Ergenlerin yetişkinliğin zorluklarına hazırlanırken, bir gelişme ve büyüme dönemine da girdiğine vurgu yapan Dr. Elemo, “Bu vakitlerde gençler kim olduklarını ve ne yapmak istediklerini keşfederler. Bu periyot hayatlarını etkileyen istikametlerden değişimin sık olduğu bir devirdir. Mesken, aile, iş, okul, kaynaklar ve roller de etkendir. Bütün bu kararlar, genç yetişkinlerin hayatlarında gerilim kaynağı olabilecek değişiklikler yaparlar. Bu yüzden ‘ben kimim ve nereye gidiyorum’ soruları pek çok genç yetişkin için bunaltıcıdır” diye konuştu.

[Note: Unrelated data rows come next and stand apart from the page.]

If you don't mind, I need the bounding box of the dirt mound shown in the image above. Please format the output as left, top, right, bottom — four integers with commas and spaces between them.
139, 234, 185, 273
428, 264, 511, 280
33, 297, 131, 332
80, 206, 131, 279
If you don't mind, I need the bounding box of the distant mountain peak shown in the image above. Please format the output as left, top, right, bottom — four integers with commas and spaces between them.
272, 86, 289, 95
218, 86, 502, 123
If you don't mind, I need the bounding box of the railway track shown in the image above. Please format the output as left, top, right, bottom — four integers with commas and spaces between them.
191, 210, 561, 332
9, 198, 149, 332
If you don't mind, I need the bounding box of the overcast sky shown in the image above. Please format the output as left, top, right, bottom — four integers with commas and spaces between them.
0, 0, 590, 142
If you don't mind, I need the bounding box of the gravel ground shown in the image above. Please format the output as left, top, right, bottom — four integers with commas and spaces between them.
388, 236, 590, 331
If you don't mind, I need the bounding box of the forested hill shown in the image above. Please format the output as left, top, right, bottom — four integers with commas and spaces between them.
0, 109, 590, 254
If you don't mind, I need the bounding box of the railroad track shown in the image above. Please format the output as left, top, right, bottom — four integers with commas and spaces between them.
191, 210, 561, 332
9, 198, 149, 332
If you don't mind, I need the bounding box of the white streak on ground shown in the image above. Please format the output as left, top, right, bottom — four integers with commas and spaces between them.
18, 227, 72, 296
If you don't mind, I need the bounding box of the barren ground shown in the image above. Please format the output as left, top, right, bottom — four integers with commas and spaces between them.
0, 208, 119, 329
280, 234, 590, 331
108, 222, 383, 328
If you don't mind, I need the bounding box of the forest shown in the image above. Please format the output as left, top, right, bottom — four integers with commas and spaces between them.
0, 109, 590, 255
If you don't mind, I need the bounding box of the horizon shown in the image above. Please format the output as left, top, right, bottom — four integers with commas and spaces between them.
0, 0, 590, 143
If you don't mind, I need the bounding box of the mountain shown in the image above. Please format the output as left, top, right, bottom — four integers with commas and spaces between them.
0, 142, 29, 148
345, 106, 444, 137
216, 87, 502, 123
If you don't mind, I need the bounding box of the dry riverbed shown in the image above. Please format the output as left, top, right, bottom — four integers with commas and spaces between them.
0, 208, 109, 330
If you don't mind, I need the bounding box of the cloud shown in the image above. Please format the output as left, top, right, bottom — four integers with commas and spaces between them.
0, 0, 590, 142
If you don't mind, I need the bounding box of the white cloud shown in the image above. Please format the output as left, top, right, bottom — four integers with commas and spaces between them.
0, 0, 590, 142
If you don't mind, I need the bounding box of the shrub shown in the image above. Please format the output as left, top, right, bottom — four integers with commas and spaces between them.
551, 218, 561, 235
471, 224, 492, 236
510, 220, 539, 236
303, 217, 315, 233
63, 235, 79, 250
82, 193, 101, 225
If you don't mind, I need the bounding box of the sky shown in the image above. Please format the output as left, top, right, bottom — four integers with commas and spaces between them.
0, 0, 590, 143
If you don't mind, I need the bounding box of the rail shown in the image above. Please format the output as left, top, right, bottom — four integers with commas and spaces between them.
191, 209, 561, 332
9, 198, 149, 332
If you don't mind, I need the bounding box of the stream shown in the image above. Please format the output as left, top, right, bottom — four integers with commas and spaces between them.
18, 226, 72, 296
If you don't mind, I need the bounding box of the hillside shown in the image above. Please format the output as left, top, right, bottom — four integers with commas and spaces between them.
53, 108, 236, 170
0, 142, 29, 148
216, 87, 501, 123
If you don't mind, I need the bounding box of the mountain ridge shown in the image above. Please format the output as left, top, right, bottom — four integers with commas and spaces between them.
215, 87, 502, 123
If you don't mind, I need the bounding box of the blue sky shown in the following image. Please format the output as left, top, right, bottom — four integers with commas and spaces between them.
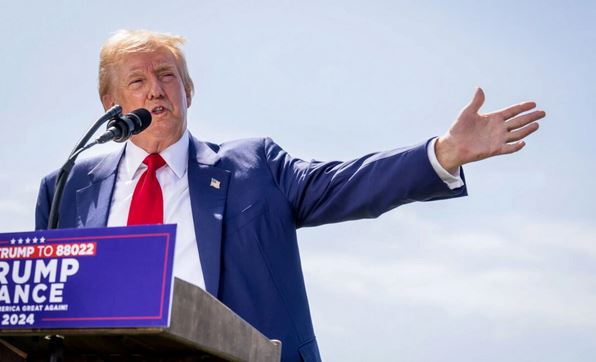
0, 0, 596, 361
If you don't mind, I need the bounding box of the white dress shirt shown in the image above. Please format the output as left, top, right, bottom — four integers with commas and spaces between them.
108, 130, 464, 289
108, 131, 205, 289
426, 137, 464, 190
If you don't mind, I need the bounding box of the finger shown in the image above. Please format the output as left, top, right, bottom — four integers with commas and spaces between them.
505, 111, 546, 131
491, 102, 536, 120
506, 123, 540, 143
466, 87, 484, 113
500, 141, 526, 155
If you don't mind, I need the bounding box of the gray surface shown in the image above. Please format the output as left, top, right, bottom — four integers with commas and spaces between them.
0, 279, 281, 362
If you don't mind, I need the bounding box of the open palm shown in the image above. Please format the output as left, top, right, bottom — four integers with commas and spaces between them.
435, 88, 545, 173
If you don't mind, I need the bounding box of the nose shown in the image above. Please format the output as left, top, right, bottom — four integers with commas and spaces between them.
147, 76, 165, 99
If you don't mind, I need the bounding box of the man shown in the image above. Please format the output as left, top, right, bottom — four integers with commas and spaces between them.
36, 31, 545, 361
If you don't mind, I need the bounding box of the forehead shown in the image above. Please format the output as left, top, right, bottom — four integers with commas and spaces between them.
115, 49, 177, 75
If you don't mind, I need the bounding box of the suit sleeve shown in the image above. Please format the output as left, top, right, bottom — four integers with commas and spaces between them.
35, 177, 53, 230
264, 138, 467, 227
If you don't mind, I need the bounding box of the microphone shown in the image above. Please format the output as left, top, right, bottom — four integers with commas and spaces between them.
95, 108, 151, 144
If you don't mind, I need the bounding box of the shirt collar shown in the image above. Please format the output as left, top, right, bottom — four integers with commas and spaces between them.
123, 130, 190, 180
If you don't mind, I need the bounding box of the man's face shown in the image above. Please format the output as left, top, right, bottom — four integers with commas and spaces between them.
102, 49, 191, 152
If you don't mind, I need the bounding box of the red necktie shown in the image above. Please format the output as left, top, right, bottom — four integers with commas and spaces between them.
128, 153, 166, 225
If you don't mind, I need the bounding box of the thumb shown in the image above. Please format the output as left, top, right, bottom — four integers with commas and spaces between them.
466, 87, 484, 113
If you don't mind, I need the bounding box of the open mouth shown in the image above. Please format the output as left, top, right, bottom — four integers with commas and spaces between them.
151, 106, 167, 116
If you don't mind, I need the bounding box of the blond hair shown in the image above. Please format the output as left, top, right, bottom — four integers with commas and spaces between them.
98, 30, 194, 98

“EV SAHİBİ OLMAK İSTEMEYEBİLİRLER”
Evvelki jenerasyonlarda yetişkin olmak için belirli bir sırayla yapılması gerekenler olduğunu belirten Dr. Elemo, “Üniversite mezuniyeti, meslek, evlilik, konut satın almak, çocuk sahibi olmak. Bugünün genç yetişkinleri için ise bunlar artık iddia edilebilir değil. Genç yetişkinler erken yahut geç evlenebilir hatta hiç evlenmeyebilirler, çocukları olabilir yahut olmayabilir, konut sahibi olmak istemeyebilirler. Bunun yanında eğitim, iş, evlilik, ebeveynlik, barınma üzere alanlarda iki değişik yol izleyen yetişkinler de var” dedi.

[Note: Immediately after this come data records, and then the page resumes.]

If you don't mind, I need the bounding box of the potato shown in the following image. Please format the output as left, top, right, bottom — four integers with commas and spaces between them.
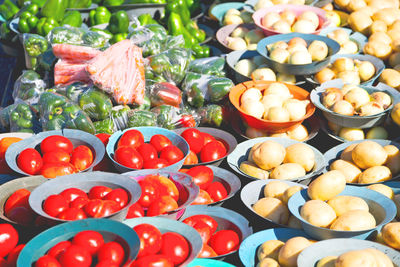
257, 240, 285, 261
264, 181, 290, 200
284, 143, 315, 172
382, 222, 400, 249
251, 141, 286, 170
329, 159, 361, 183
351, 141, 387, 169
278, 239, 312, 267
253, 197, 289, 224
358, 166, 392, 184
307, 170, 346, 200
270, 163, 306, 180
331, 210, 376, 231
328, 196, 369, 217
300, 200, 336, 227
239, 161, 269, 179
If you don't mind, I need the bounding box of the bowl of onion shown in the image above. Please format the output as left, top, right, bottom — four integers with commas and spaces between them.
229, 81, 315, 133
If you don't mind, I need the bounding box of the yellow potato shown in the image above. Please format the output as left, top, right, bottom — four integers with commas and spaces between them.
307, 170, 346, 200
300, 200, 336, 227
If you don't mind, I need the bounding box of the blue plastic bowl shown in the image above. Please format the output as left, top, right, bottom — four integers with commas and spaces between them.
288, 185, 397, 240
257, 33, 340, 75
123, 217, 203, 266
239, 228, 314, 267
324, 139, 400, 186
29, 172, 142, 222
106, 127, 190, 173
227, 137, 325, 182
6, 129, 105, 176
17, 219, 140, 267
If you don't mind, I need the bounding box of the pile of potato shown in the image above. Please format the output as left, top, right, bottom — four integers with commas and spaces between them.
300, 170, 376, 231
267, 37, 329, 65
240, 82, 310, 122
321, 85, 392, 116
314, 57, 376, 85
240, 140, 315, 180
329, 140, 400, 184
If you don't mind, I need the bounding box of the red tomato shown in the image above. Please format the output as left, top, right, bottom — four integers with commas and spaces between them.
136, 143, 158, 162
17, 148, 43, 175
43, 149, 71, 163
71, 145, 93, 171
183, 150, 199, 165
97, 242, 125, 265
117, 129, 144, 148
181, 128, 204, 154
114, 146, 143, 169
160, 232, 190, 265
160, 145, 184, 164
59, 245, 92, 267
43, 195, 68, 217
47, 240, 72, 259
72, 230, 104, 255
0, 223, 18, 258
40, 135, 74, 154
40, 162, 75, 178
126, 203, 144, 219
146, 196, 178, 216
131, 254, 174, 267
35, 255, 62, 267
103, 188, 129, 209
209, 230, 240, 255
138, 180, 159, 208
187, 166, 214, 190
183, 214, 218, 234
200, 141, 226, 162
207, 182, 228, 202
88, 185, 112, 199
57, 208, 87, 221
197, 244, 218, 258
143, 158, 169, 169
192, 189, 214, 205
60, 187, 87, 203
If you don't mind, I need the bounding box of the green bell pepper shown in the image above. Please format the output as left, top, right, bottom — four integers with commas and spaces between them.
36, 18, 59, 36
61, 10, 82, 27
89, 6, 111, 26
79, 88, 113, 120
40, 0, 68, 22
107, 10, 129, 34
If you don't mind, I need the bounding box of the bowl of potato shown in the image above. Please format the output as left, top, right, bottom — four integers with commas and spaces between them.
288, 174, 396, 240
324, 139, 400, 185
227, 137, 325, 181
257, 33, 340, 75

Dr. Elemo konuşmasını şöyle sürdürdü: “Birinci ana küme kendi ailelerini kurmak için erkenden ayrılanlar ve lise sonrası eğitim için çok az yatırım yapanlardır. İkinci ana küme ise eğitimine, işine ve meslek gelişimine yatırım yapıp aile kurmayı erteleyenlerdir. Bu iki yol değerli derecede cinsiyete nazaran ayrışır. Bayanlar erkeklere nazaran daha erken aile kurma eğilimindedir.”